Я вспыхнула и начала успокаивать кухарку:
— Не надо, диди, положите щипцы на место.
Но старуха не унималась. Она так разошлась, что не заметила даже, как на кухне появилась Шубхашини.
— Ах ты, тварь безродная! — вопила брахманка, наступая на меня. — Мелешь, что на ум взбредет! Хорошо, что я щипцы схватила, а то бы ты еще ударила меня. Это я-то сумасшедшая?
Шубхашини гневно сдвинула брови.
— Я приняла эту девушку в дом, — сказала она. — Как же ты смеешь ее оскорблять? Убирайся вон!
Кухарка бросила щипцы и жалобно запричитала:
— Да что вы, хозяйка! Не оскорбляла я ее. Это вы ослышались!
Шубхашини звонко рассмеялась.
— Пусть язык у меня отсохнет, если я хоть одно грубое слово сказала.
— Помоги тебе бог! — в тон ей воскликнула я.
— Провалиться мне в преисподнюю, к самому Яме!
— Что вы, диди! Зачем же вам бежать туда в такую рань, подождите немного, — дразнила я старуху.
— Пусть мне и в аду не будет места, — продолжала кухарка.
— Не говорите так, диди, — возражала я. — Какой же это ад без вашей стряпни!

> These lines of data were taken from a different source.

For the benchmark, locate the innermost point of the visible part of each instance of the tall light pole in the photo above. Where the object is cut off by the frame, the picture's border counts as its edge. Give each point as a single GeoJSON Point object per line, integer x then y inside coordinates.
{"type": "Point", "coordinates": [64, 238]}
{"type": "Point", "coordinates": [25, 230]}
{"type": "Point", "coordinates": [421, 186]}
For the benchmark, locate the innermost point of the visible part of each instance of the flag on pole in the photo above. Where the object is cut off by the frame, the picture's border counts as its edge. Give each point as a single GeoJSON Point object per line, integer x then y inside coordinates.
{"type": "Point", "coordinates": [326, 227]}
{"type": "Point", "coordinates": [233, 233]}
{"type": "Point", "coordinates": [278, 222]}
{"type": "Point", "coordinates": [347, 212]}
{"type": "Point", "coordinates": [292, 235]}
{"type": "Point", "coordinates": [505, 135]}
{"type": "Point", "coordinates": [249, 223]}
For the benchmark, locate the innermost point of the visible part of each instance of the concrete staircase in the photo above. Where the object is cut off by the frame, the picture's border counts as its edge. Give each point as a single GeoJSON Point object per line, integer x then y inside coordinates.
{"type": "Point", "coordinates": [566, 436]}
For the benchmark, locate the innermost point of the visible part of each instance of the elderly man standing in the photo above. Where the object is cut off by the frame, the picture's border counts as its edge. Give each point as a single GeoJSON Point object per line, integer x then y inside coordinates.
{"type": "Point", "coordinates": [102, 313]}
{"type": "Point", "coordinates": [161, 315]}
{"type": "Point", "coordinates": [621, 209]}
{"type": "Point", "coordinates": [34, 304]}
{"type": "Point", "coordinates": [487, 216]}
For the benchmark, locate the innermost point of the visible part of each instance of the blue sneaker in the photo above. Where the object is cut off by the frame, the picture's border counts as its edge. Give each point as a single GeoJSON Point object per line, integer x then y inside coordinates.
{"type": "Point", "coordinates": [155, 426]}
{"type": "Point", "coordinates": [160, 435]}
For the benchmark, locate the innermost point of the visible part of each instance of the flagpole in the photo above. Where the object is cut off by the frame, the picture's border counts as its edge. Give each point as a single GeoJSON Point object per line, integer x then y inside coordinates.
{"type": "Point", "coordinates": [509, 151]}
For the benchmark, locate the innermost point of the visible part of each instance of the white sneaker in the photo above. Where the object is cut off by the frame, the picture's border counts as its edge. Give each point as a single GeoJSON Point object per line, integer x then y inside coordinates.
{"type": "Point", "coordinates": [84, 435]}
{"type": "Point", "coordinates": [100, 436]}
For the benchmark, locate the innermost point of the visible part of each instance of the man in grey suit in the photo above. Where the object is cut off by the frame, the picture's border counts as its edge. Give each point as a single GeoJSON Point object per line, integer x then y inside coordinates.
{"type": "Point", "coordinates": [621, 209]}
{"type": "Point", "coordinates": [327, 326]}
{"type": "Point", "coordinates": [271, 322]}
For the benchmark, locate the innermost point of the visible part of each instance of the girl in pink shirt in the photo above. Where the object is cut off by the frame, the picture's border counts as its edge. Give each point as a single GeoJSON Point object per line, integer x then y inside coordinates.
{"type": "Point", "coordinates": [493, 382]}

— Она болтает невесть что, — жаловалась кухарка Шубхашини, — а вы ей ни слова не скажете. Пойду я к старой госпоже.
— Ты первая ее оскорбила, назвала тварью, — сказала Шубхашини.
Старуха принялась бить себя по щекам, с каждым ударом приговаривая:
— Когда это я сказала «тварь»! Разве я говорила «тварь»!
После того как она в третий раз ударила себя, и мне, и Шубхашини стало жаль ее.
— Неужели, госпожа, вы в самом деле слышали, как кухарка бранилась? — с притворным удивлением спросила я, вступаясь за старуху. — Да разве такая почтенная брахманка станет браниться?
— Вот видите, госпожа, — обрадовалась старуха. — Я бы никогда не оскорбила человека!
— Ну ладно! — смилостивилась Шубхашини. — Видно, кто-то на улице ругался. Правда, на нашу кухарку это совсем не похоже. Ты вчера ела, Кумудини, ее кушанья? Во всей Калькутте никто так не стряпает.
Старуха торжествующе взглянула на меня.
— Да, все ее хвалят, — подтвердила я. — В жизни своей ничего подобного не ела.
— Что и говорить, — расплылась в улыбке кухарка, — вы, дочери благородных людей, знаете толк в еде. Да неужто я осмелюсь обругать девушку из знатного рода, — все никак не могла она успокоиться. — Ты не сомневайся, я не уеду, пока не научу тебя стряпать.